In a word, she keeps her own counsel and starts so late for the tiger's den that that animal grows hungry and—there is a good deal of human nature in tigers—very angry at the delay of his dinner. When the hare, apparently in a great hurry, arrived the tiger abused her vehemently, and with difficulty is induced to hear her explanation. She and a friend, she says, were on their way to him when they met another tiger who seized them; she warned their captor that they were set apart for the service of their own king, but the strange tiger threatened to tear their king to pieces. At length, said the hare, she persuaded the strange tiger to grant her respite that she might come and explain matters; and she had been granted this favour, leaving her friend in his clutches.
"Do not expect any more victims," she concluded. "The road hither is closed by that tiger. If thou desirest thy daily food, go at once and clear the road."
"THE TIGER BESIDE HIMSELF WITH RAGE."
At this the tiger, beside himself with rage, jumps up, calling on the hare to come and show where his rival is, and the hare obediently follows, until they come in sight of a well by the road. There she lags behind; she is frightened to death. Cannot the tiger see how pale she is? Nothing will induce her to go near that well, for therein is hiding the other tiger, who holds her friend captive. The tiger insists that she shall come and point out the other tiger. Well, the hare will do so on condition that his Majesty holds her in his arms. He does so, and, peeping into the water, sees their reflection in the water below; whereupon he sets the hare down, and springing into the well to fall upon his enemy is drowned.

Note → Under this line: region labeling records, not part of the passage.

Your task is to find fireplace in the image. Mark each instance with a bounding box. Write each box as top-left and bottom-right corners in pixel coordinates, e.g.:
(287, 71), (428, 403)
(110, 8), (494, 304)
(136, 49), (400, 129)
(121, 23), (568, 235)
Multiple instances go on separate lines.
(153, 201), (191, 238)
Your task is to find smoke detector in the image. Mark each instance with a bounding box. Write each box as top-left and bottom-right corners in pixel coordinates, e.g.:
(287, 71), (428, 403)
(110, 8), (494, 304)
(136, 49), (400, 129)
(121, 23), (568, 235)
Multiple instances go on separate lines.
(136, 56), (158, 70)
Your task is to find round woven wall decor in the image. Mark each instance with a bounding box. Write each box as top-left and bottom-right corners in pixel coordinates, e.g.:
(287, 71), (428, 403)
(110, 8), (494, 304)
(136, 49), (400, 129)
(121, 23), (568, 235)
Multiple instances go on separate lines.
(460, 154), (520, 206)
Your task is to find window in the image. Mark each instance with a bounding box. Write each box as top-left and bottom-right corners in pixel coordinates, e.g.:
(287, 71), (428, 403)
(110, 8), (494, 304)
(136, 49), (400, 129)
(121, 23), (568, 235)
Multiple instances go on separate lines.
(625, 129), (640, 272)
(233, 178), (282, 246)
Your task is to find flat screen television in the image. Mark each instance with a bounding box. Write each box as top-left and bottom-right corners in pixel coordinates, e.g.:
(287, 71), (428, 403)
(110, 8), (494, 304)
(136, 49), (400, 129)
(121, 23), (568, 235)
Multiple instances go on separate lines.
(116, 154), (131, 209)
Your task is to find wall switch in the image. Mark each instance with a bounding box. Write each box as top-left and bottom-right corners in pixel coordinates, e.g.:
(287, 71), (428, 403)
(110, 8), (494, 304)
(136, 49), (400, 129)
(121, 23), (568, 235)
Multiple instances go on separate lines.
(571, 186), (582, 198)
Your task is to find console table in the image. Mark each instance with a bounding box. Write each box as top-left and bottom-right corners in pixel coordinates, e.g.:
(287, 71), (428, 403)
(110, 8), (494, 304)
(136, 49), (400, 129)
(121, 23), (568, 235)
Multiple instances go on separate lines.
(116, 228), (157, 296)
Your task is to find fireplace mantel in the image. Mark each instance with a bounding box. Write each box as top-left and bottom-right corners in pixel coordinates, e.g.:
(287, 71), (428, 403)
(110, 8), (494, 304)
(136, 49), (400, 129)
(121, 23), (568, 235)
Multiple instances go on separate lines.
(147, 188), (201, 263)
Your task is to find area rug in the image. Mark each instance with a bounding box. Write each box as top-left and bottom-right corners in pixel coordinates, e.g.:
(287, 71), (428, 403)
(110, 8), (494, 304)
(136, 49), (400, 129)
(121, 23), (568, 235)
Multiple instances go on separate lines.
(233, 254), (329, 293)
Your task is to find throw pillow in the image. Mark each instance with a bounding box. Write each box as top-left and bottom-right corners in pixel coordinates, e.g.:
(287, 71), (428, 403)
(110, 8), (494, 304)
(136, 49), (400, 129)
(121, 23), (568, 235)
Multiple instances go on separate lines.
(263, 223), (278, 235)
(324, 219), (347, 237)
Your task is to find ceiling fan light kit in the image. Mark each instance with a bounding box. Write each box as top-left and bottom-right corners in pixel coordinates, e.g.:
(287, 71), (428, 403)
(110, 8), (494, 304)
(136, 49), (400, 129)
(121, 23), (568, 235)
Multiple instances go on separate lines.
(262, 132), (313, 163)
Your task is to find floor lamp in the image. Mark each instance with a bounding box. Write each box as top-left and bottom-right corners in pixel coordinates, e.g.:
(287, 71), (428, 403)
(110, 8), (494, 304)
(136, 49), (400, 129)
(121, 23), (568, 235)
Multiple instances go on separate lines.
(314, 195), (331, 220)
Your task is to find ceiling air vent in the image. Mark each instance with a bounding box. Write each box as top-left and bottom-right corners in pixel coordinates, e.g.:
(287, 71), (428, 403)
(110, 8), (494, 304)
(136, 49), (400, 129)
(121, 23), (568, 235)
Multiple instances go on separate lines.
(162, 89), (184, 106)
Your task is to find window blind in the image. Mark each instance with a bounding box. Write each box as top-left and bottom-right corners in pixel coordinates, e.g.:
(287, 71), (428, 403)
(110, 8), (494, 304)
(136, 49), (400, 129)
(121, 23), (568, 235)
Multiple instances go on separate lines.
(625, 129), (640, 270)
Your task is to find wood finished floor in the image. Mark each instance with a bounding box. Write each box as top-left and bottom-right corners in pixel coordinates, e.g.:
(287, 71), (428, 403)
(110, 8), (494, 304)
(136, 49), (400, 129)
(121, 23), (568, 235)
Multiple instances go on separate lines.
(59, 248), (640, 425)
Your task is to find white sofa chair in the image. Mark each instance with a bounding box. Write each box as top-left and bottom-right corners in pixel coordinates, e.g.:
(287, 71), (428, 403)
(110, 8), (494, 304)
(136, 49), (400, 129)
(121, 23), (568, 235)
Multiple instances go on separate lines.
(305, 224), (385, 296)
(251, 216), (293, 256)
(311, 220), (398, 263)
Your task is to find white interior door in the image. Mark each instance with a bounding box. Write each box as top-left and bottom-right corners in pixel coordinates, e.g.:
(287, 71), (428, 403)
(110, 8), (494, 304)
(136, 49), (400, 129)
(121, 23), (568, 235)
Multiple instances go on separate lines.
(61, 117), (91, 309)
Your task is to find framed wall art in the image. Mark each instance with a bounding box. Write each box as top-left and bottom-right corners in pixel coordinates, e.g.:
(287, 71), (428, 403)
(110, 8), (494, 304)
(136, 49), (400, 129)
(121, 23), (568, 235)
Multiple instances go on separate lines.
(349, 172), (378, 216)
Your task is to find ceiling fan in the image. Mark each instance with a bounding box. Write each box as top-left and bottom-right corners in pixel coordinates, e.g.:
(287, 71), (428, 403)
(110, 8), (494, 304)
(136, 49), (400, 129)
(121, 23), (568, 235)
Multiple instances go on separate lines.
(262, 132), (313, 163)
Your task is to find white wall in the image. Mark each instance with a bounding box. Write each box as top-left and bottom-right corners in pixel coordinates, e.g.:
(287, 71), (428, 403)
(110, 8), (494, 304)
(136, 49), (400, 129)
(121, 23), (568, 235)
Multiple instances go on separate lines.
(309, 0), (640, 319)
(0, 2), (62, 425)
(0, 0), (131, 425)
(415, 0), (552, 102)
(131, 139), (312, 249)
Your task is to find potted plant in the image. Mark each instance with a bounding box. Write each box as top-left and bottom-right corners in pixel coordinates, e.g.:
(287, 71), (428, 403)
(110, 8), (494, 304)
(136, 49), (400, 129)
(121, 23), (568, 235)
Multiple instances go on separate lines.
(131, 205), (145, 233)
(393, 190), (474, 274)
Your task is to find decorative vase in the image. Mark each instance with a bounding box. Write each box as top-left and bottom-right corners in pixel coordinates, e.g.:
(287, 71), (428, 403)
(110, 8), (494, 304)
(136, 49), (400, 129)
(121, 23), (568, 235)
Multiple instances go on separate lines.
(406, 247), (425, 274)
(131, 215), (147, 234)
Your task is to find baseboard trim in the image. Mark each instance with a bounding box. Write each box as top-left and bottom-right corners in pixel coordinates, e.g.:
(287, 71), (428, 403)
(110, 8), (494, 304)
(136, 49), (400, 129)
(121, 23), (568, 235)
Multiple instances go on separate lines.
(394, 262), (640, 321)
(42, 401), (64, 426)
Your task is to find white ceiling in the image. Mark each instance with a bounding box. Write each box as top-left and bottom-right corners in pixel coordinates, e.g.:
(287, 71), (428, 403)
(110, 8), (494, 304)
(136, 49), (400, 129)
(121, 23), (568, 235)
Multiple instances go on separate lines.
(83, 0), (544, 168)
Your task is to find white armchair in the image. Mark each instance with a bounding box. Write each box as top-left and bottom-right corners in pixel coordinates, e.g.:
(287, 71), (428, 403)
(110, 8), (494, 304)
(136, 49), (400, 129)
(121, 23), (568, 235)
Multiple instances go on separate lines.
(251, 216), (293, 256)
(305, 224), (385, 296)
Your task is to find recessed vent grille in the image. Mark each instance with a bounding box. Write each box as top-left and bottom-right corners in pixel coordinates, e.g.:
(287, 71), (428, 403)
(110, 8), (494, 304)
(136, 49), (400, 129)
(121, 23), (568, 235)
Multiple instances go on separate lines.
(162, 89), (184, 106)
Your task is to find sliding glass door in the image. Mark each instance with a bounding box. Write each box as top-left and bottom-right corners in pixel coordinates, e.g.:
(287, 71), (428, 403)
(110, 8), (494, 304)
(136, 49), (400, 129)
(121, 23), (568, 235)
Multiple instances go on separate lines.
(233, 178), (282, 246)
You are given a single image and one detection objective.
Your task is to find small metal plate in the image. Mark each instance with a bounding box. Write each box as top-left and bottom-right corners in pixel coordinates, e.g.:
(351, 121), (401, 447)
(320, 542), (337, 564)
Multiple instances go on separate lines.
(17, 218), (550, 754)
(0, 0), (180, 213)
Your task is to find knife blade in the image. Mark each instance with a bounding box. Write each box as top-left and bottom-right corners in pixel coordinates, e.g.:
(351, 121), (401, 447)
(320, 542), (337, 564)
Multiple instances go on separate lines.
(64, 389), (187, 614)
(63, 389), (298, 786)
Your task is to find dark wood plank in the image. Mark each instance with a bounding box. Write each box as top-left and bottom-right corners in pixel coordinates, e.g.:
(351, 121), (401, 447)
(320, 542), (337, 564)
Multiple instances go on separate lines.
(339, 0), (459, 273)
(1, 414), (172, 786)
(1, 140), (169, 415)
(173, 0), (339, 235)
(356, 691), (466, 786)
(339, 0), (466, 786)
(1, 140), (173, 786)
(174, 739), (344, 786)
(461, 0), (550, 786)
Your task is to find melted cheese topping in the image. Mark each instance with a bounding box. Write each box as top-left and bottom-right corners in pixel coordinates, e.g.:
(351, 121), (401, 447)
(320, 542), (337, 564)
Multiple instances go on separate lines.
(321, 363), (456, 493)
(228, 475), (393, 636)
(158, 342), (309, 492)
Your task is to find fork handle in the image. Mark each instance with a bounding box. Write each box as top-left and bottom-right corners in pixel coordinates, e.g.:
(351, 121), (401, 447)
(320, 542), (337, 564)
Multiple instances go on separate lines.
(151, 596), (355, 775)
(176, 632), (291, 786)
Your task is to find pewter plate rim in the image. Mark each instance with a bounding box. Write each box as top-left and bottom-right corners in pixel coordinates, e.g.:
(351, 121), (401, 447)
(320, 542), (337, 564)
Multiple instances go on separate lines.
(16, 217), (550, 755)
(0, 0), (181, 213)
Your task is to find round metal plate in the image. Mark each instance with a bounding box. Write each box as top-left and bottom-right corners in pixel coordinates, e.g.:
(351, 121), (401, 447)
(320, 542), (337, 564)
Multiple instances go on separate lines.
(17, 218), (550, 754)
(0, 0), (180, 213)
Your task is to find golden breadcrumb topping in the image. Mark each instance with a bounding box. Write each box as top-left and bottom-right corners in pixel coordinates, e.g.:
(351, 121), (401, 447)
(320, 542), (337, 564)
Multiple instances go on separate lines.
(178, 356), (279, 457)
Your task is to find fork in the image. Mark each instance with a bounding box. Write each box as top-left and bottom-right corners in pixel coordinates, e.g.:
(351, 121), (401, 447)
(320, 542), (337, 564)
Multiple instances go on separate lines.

A story that seems familiar is that of the friendship of the frog and the rat. These two conceived so deep a regard for one another that they were miserable apart: the rat, more particularly, bewailed the facts that she only saw the frog once a day, and that he, being in the stream, could not hear her when she called. The frog, whose attachment appears not wholly to have obscured his native good sense, pointed out that "if friends see each other occasionally only their affection is the greater," to which argument, albeit undeniable, the rat objected that in their case some means of establishing closer communication were indispensable.
The frog gave way, and the two agreed to tie the ends of a string to a leg of each, so that when one wanted to see the other all he or she need do was to pull the string. Other frogs came around and pointed out the obvious objections to supplementing the bonds of their affection with string, but neither would listen.
"It is all right," they said; "if we die together, so much the better"; and so they tied themselves as they had arranged. And one day came a kite, who pounced upon the rat, who could not escape because he tripped in the string; and the kite, carrying away the rat, carried away the frog at the other end of the string. And the dying moments of the frog were embittered by hearing the villagers applaud the cleverness of a kite who could catch frogs; whereas he knew the kite had done nothing clever, but that he himself had done something very foolish.
"IF WE DIE TOGETHER, SO MUCH THE BETTER."